As for the risk of an inter-ethnic conflict, the current tensions have of course had a deleterious effect on relations between Chechens and Ingush. Instances of mutual offenses and provocations are growing. Many Chechens believe that the rally in Magas is an anti-Chechen one, that the Ingush could only come together on anti-Chechen grounds, and that the Ingush have taken advantage of the current situation, in which Chechens find themselves severely suppressed by their government and unable to stand up for their interests. Meanwhile, the Ingush feel deeply insulted because the disputed lands—which they vehemently believe are theirs—have been taken from them using Kadyrov’s unprecedented political weight.
At this point, however, this is not a very deep or intractable conflict; the Chechens and Ingush are still very close ethnic groups. However, unless rapid and constructive measures are taken to resolve this dispute, inter-ethnic tensions will continue to grow.
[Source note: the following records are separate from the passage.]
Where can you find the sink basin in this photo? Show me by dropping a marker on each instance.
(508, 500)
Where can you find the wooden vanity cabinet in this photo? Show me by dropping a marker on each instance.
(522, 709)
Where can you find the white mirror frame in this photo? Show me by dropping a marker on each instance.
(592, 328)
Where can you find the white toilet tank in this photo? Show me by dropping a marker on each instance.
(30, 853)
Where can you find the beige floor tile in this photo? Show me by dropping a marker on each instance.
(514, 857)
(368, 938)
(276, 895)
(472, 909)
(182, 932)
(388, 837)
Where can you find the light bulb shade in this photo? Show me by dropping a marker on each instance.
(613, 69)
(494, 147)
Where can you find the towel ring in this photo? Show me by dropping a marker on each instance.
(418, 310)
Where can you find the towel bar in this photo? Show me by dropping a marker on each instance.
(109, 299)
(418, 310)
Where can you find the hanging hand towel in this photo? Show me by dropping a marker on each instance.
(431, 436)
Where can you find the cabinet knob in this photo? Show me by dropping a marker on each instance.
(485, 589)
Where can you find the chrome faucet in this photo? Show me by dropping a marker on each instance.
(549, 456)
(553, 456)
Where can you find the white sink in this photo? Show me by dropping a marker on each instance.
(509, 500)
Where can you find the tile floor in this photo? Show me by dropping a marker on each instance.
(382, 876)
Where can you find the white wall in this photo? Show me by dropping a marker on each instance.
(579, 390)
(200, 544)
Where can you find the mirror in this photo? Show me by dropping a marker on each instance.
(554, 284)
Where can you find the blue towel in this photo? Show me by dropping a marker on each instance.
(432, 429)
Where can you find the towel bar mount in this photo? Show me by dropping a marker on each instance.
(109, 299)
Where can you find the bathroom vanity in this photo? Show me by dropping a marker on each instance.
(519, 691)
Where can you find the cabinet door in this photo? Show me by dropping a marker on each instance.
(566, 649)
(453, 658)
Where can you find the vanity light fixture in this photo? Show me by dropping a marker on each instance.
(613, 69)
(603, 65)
On social media, the number of references to possible “bloodshed,” “enmity,” and “treason” is growing rapidly. Kadyrov’s visit to the Ingush village of Surkhakhi last week has shown that young people are willing to engage in massive mobilization. Still, traditional conciliatory institutions are strong—everyone understands their personal responsibility for potential consequences and most people believe that the current conflict has been provoked by the authorities, who have grossly mishandled the situation.
Dr. Ekaterina Sokirianskaia is the founder and director at Conflict Analysis and prevention center which provides analysis of violent conflicts in Russia and the post-Soviet space. She has 18 years of experience working on human rights and conflict resolution in the North Caucasus. From 2011 to 2017, she served as International Crisis Group’s Russia/North Caucasus Project Director, supervising the organization’s research and advocacy in the region.